At other times, the memory cell contains a value that needs to be preserved for many time steps. To do this the LSTM model adds another gate, the input gate or write gate, which can be closed so that no new information flows into the memory cell (see Figure 1). This way the data in the memory cell is protected until it is needed.

Another gate manipulates the output from the memory cell by multiplying the output of the memory cell by a number between 0 (no outputs) and 1 (preserve output) (see Figure 1). This output gate may be useful if multiple memories compete against each other.
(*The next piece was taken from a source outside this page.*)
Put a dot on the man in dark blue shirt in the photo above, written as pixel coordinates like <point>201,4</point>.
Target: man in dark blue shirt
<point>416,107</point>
Accelerating Long Short-Term Memory using GPUs

The parallel processing capabilities of GPUs can accelerate the LSTM training and inference processes. GPUs are the de-facto standard for LSTM usage and deliver a 6x speedup during training and 140x higher throughput during inference when compared to CPU implementations. cuDNN is a GPU-accelerated deep neural network library that supports training of LSTM recurrent neural networks for sequence learning. TensorRT is a deep learning model optimizer and runtime that supports inference of LSTM recurrent neural networks on GPUs. Both cuDNN and TensorRT are part of the NVIDIA Deep Learning SDK.

Additional Resources

  1. “Deep Learning in a Nutshell: Sequence Learning” Dettmers, Tim. Parallel For All. NVIDIA, 7 Mar 2016.
  2. “LSTM: A Search Space Odyssey” Greff, Klaus et al. Transactions on Neural Networks and Learning Systems. IEEE, 10 Oct 2017.
  3. “Long Short-Term Memory” Hochreiter, Sepp. Neural Computation Journal, 15 Nov 1997.
  4. “Optimizing Recurrent Neural Networks in cuDNN 5” Appleyard, Jeremy. Parallel For All. NVIDIA, 6 Apr 2016.
  5. “Understanding LSTM Networks” Olah, Christopher. Colah’s Blog, 27 Aug 2015.